ANDREA SUNUNU, PH.D., ENGLISH LITERATURE Andrea Sununu, Office hours with a student

Andrea Sununu earned an A.B. at Mount Holyoke and an A.M. and Ph.D at Brown. Having taught at Mount Holyoke, Swarthmore, Oberlin, and the University of New Hampshire, she arrived at DePauw in 1990. She teaches introductory courses and Early Modern Subjects, including Shakespeare and Milton.  Her most recent senior seminar, "Subverters and Self-fashioners: Revisiting Shakespeare's Sisters Nearly a Century After Woolf," grew out of her research on Katherine Philips (1632-64), whose works she is co-editing for Oxford UP. She has directed 15 Honor Scholar senior theses and served on the examining committees of 45 others. Of the 26 first-year seminars she has taught since 1997, 24 have been in the Honor Scholar program and two in the English Department.  She received an award for Exemplary Teaching in 1993, an inaugural Distinguished Professorship in 1999, a Tucker Distinguished Career Award in 2005, and in 2017 an Oxnam Award for Service and a NACADA Outstanding Faculty Advisor award.
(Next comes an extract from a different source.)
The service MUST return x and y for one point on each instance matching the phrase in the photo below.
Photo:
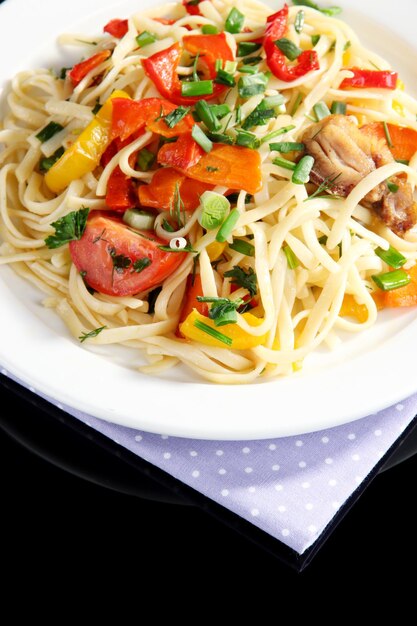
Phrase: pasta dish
(214, 185)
Her most recent essay, published in the British online journal _Women's Writing_ (2017), has been republished in _Katherine Philips: Form, Reception and Literary Contexts_ (Routledge, 2018). 

DEEPA PRAKASH, PH.D., POLITICAL SCIENCE Deepa Prakash, East College Lawn

Deepa Prakash's research and teaching interests lie in International Relations-specifically International Security, Political Violence and Terrorism Studies and in comparative counter-terrorism policy. She is interested in non-state actors in world politics, the role of identity in International Relations and the intersection of pop culture and international relations. Her methodological interests lie in qualitative methods. 
She enjoys teaching about international security – and challenging students' conceptions about what security means to them. She also likes to teach international relations theory because this helps students see that their intuitive takes on many issues and situations are actually formed by some sense of how the world hangs together. Once they see that there are fundamentally different ways to approach international relations, they can then interrogate and analyze their own takes more systematically.

NAIMA SHIFA, PH.D., MATHEMATICAL SCIENCES Naima Shifa, at her office desk

The biggest part of my teaching is building connections with my students and creating a community in my classroom. So students know – right away – that they can approach me. I also want students to feel confident that it’s okay to make a mistake. It actually helps them to learn to put more effort into the subject.
My teaching is interdisciplinary; I teach math and my research interest is public health. My students are from every discipline. If you're interested in math, I will show you how to use it in real-life situations. That is my goal. So I think that the interdisciplinary approach at DePauw is a strength and makes us different from others. You can be a math person, but you can also see the beauty of math in any discipline.
The interdisciplinary approach also helps students connect with the world around them and think critically about the society they live in. It gives them the tools to be successful human beings.